• J Gynecol Obst Bio R · Dec 2004

    Practice Guideline Guideline

    [Anesthesic practices in patients with severe postpartum hemorrhage with persistent or worsening bleeding].

    • G Boulay, J Hamza, Collège National des Gynécologues et Obstétriciens Français, and Agence Nationale d'Accréditation et d'Evaluation en Santé.
    • Département Anesthésie Réanimation, Hôpital Saint-Vincent-de-Paul, 82, avenue Denfert-Rochereau, 75014 Paris. gilles.boulay@svp.ap-hop-paris.fr
    • J Gynecol Obst Bio R. 2004 Dec 1;33(8 Suppl):4S80-4S88.
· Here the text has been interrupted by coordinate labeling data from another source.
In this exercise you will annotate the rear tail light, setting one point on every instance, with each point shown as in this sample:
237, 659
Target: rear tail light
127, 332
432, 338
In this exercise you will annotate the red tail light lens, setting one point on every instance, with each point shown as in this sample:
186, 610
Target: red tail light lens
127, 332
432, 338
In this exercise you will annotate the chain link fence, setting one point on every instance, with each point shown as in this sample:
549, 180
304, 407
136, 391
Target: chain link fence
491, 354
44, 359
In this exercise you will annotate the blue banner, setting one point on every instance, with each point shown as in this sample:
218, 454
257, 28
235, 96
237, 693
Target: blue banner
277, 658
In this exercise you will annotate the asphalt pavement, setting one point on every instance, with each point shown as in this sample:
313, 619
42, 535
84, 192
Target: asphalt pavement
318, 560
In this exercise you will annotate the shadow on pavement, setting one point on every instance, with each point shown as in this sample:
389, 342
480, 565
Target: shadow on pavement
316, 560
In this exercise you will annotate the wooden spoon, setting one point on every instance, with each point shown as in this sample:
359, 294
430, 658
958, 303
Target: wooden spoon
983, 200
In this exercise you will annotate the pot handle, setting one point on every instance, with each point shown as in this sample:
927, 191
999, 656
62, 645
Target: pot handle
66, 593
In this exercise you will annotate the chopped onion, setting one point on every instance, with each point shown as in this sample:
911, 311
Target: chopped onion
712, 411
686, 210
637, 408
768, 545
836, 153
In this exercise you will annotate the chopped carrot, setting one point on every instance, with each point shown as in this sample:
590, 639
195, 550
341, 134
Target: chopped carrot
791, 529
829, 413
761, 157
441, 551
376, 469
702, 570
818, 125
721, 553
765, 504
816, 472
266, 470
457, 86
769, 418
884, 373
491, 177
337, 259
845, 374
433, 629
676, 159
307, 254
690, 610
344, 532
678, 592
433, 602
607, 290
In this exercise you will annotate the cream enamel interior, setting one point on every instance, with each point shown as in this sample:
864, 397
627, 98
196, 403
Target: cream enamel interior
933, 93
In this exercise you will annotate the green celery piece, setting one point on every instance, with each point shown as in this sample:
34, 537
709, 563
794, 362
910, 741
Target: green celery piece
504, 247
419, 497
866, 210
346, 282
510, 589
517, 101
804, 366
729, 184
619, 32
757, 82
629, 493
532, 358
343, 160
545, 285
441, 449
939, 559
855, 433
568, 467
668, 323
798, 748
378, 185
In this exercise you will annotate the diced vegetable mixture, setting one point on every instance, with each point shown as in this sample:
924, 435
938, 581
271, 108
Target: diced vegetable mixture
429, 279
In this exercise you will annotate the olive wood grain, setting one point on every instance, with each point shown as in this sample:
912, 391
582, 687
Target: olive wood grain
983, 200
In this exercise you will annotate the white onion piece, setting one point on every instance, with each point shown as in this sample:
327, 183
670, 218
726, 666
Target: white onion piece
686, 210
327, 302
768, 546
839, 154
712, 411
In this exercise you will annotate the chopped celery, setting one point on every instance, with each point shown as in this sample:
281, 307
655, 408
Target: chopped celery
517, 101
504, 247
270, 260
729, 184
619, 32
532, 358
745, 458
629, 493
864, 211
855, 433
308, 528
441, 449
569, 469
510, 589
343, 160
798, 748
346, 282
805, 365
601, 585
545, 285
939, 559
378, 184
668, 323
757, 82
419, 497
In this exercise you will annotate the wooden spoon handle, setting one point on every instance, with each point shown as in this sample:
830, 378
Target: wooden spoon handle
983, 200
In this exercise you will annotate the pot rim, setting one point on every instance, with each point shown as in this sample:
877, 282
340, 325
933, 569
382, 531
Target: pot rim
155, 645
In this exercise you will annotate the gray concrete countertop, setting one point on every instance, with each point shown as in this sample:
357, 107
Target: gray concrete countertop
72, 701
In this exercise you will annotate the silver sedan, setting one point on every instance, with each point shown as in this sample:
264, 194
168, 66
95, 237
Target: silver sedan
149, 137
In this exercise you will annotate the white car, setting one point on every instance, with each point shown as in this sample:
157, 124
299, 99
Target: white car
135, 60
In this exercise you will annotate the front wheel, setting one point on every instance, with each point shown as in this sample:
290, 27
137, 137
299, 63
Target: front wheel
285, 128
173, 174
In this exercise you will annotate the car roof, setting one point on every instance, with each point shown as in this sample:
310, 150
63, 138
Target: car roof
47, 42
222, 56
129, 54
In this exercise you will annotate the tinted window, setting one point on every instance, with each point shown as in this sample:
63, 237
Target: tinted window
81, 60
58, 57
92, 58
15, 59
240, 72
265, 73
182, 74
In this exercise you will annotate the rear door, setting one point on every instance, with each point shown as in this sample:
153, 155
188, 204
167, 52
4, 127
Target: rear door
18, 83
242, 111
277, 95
    AbstractSevere postpartum hemorrhage (PPH) is a rare and critical situation which requires fast and well-planned management where close collaboration between obstetricians and anesthesiologists is essential. In case of persisting or worsening bleeding in spite of initially adequate management, the main goal of the anesthesiologist is to maintain hemodynamic stability (fluid resuscitation, transfusion, vasoactive drugs) and optimal respiratory state (oxygenation) and to correct the frequent clotting disorders, whereas the obstetrician and/or the radiologist have to achieve definitive hemostasis. Assessment of the severity of PPH is determined from: quantity of blood loss and/or duration of bleeding, difficulty in maintaining a correct hemodynamic state in spite of active vascular fluid resuscitation, need for vasoactive therapy and transfusion, occurrence and worsening of clotting disorders. Continuous drip Sulprostone requires close clinical surveillance and continuous monitoring (electrocardiography, non-invasive blood pressure monitor, pulse oximetry). When this treatment does not enable sufficiently rapid control of the bleeding (consensus = within 30 minutes), invasive therapy (arterial embolization, vascular ligation even hysterectomy) should be started promptly. When the bleeding continues despite aggressive medical treatments, general anesthesia (even if an epidural catheter is already in place) is needed to proceed with the invasive surgical procedure. This anaesthesia of a "full stomach" patient justifies a rapid-sequence induction with cricoid pressure and intubation. The risk is particularly high in case of hemorrhagic shock. Angiographic embolization should be carried out in an angiography suite which must be equipped for this kind of situation (anesthesia and resuscitation material, adapted monitoring). A member of the anesthesia team must be present throughout this procedure. At best, a multidisciplinary team, specially trained for this purpose, including obstetrician, anesthesiologist, radiologist and biologist should be available. When one or several invasive treatments were necessary to control the bleeding, it is recommended to transfer the patient to a specialized unit (intensive care unit or recovery room).